なぜでしょうか?物には、その会社で使われる共通言語があるのに、日常使われる言葉には、決められた定義があんがいなされておりません。
これが、社内を混乱させている原因ではないかと気がつきました。株式会社武蔵野用語解説は、平成元年度株式会社平林(現在はセラテックジャパン株式会社)の経営計画書解説をヒントにし、27項目作成しました。
その後、私自身の64年間の体験をまとめたものです。当社ではすでに、「経営用語解説」をテキストとして25年間活用しています。当社での活用方法を紹介しましょう。
毎週火曜日から金曜日の朝7時30分から8時30分まで、社員を5組に分けて勉強会を行います。当番制でリーダーとなって、ランダムに15~20個くらいの用語を全員で声を出して読み、私が1つずつ解説を加えていきます。
ここで話す事例はすべて、当社で過去にあった事実ばかりです。幹部社員の入社時のエピソードや幹部になってからの失敗談は、社員にとっては蜜の味です。それに私の体験談も加わります。
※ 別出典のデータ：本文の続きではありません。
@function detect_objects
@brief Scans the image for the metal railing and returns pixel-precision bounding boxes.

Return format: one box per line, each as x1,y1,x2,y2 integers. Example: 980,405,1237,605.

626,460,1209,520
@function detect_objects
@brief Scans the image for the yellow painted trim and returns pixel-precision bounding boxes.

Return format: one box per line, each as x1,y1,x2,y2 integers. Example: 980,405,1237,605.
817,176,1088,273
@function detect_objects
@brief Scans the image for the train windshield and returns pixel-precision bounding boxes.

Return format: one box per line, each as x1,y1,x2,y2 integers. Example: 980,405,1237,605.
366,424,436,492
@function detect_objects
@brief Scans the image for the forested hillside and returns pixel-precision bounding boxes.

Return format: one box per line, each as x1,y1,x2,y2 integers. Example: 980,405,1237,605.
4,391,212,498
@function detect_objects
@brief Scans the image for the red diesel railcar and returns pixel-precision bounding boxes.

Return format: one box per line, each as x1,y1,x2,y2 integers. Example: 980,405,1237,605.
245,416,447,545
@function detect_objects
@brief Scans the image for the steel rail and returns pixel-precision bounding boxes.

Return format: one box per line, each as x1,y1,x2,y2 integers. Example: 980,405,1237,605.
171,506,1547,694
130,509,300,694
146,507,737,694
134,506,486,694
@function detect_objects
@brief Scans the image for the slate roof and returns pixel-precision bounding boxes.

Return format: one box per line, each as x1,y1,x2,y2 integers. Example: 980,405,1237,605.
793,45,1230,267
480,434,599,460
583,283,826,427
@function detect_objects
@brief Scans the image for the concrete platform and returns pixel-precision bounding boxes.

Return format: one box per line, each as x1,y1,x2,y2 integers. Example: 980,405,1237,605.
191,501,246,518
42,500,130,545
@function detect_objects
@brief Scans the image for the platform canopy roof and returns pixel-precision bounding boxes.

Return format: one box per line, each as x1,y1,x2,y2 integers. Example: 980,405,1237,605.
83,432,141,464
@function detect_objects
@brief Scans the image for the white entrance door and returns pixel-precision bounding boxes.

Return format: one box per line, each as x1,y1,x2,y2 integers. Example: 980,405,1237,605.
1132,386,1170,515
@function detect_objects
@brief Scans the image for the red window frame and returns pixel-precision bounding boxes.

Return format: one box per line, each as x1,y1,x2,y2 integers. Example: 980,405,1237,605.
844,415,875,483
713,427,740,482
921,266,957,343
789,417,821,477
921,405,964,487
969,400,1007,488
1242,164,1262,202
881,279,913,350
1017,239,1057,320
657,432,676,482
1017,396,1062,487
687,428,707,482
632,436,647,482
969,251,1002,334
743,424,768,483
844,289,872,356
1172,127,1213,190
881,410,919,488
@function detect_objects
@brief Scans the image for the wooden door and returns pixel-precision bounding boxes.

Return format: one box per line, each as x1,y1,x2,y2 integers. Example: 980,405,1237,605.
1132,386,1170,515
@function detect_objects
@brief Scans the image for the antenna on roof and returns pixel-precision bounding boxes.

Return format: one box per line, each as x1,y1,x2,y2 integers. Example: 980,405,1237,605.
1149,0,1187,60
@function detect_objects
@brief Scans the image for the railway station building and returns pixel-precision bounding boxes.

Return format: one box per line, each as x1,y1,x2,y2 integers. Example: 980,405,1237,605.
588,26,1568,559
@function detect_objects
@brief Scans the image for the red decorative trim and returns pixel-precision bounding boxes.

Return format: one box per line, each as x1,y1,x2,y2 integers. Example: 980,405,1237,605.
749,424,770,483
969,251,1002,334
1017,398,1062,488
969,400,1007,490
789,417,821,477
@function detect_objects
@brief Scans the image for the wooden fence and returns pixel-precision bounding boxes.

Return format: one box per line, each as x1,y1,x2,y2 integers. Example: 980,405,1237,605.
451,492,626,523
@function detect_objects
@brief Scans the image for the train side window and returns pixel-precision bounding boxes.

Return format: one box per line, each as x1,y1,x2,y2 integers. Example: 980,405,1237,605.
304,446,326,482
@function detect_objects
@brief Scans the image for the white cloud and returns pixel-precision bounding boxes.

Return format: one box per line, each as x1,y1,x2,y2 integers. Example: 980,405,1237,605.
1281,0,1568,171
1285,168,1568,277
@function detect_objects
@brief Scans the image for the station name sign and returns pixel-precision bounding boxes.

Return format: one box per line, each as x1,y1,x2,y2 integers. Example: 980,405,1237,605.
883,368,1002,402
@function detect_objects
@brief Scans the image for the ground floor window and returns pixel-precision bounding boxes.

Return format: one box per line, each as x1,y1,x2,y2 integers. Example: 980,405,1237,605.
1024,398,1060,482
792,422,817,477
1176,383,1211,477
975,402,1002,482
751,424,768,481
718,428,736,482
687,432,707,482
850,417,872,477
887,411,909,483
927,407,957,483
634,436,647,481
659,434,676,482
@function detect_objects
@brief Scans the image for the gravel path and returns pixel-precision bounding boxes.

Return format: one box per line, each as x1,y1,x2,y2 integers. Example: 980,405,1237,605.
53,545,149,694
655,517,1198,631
参加するごとに「100回帳」にスタンプを押していき、一杯になると5万円の旅行券と交換します。巻末に「100回帳」(早朝勉強会・個人教室参加記録)を掲載しましたのでご参照ください。課長職以上は80パーセント以上の参加義務があります。
出張時はビデオ学習です。45分テープに私が吹き込んだものを持参します。これは、私が調子に乗って長くならないための「歯止め」にもなっています。
最も大切なことは、私の解説が終了したあと、全員がそれぞれ勉強になったことを1つ選んでコメントすることです。ほとんどの人がよいことを言います。朝早くよいことを言うという習慣は、心の素直な人間をつくるのです。
最初は何を意味しているのかわからずチンプンカンプンだった話も、自らの体験が増えるにしたがって、「なるほどそういうことだったのか」と気づくことができるようになり、感性を磨く場にもなるのです。
各自のコメントの中に成長を感じることは、私にとってこの上ない喜びです。それぞれの活用法で皆様のお役に立てれば幸いです。2012年5月吉日小山昇※各項目の通し番号に添えてある()内の数字は本書第2版(増補改訂版)の項目通し番号です。